Limitations of our study that affect generalizability include lack of racial/ethnic diversity, high education levels, and restriction to participants who can successfully complete tasks online. SPs of individuals unable or reluctant to volunteer online data are not represented. However, our results suggest that in the future, online SP-ECog could be used to help identify those with cognitive problems, even in the absence of cognitive data from the participant himself/herself. This model requires that an SP be able to initiate registry contact without the participant, a capability that we plan to enable in the near future. Finally, clinical diagnosis of MCI or AD may include SP report of cognitive impairment [52], which could confound the association between SP-ECog and diagnosis.

Conclusions

Online SP-ECog is significantly associated with participant cognition and self-reported diagnosis. The associations depend on diagnostic group and dyad relationship. If validated, BHR SP data have many potentially high-impact applications in the aging and AD fields, including using such data alone or in combination with other, remotely collected data for routine screening of older adults in health care and research settings.

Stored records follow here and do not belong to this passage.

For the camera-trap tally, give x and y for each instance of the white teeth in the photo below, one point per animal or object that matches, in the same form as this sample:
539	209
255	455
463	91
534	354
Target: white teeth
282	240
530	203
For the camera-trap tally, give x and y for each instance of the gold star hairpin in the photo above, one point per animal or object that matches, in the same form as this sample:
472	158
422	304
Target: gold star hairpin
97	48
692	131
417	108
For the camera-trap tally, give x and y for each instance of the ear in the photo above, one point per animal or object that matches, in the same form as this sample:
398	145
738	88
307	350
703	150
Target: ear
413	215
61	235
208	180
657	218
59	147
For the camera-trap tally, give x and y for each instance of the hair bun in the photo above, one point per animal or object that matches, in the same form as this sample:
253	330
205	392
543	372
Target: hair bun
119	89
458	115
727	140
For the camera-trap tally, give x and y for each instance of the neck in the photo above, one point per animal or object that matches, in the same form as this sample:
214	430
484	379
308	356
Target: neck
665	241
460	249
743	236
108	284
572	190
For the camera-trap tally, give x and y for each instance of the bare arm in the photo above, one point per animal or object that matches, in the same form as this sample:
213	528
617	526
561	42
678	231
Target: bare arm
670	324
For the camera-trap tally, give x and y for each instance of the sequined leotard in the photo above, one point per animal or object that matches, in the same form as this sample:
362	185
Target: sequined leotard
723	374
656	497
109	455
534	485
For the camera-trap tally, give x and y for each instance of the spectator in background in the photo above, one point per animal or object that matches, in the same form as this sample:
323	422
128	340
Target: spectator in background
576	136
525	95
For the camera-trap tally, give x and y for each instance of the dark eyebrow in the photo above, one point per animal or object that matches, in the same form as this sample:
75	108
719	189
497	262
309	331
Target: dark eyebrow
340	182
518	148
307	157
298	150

Because BHR can be accessed remotely by a large number of individuals, it could also be used for longitudinal monitoring in clinical trials, lessening the in-clinic burden of participation on SPs, which is a known barrier to participation [53], [54]. These results are a first step to address the feasibility and validity of online SP data in BHR.

Systematic Review. The authors reviewed the literature using PubMed and by personal communication with authors. Past literature demonstrates associations between in-clinic study partner (SP)-reported data and both participant cognition and diagnosis. Remote collection and analysis of SP-reported data from a large Internet-based cohort is novel.

Interpretation: Our findings support the feasibility and validity of our approach. They are consistent with past findings using in-clinic data, and also provide novel information about online registry cohorts, including those with mild cognitive impairment and Alzheimer's disease (AD). Validation of our approach has the potential to facilitate future AD and aging clinical research.

Future directions: Future studies will extend these findings by (A) further validating the online approach by linking online data and in-clinic data, including clinical diagnosis; (B) assessing the relative contributions of SP report and additional variables to predicting outcomes; (C) measuring associations between online SP-reported data and additional variables, including AD biomarkers.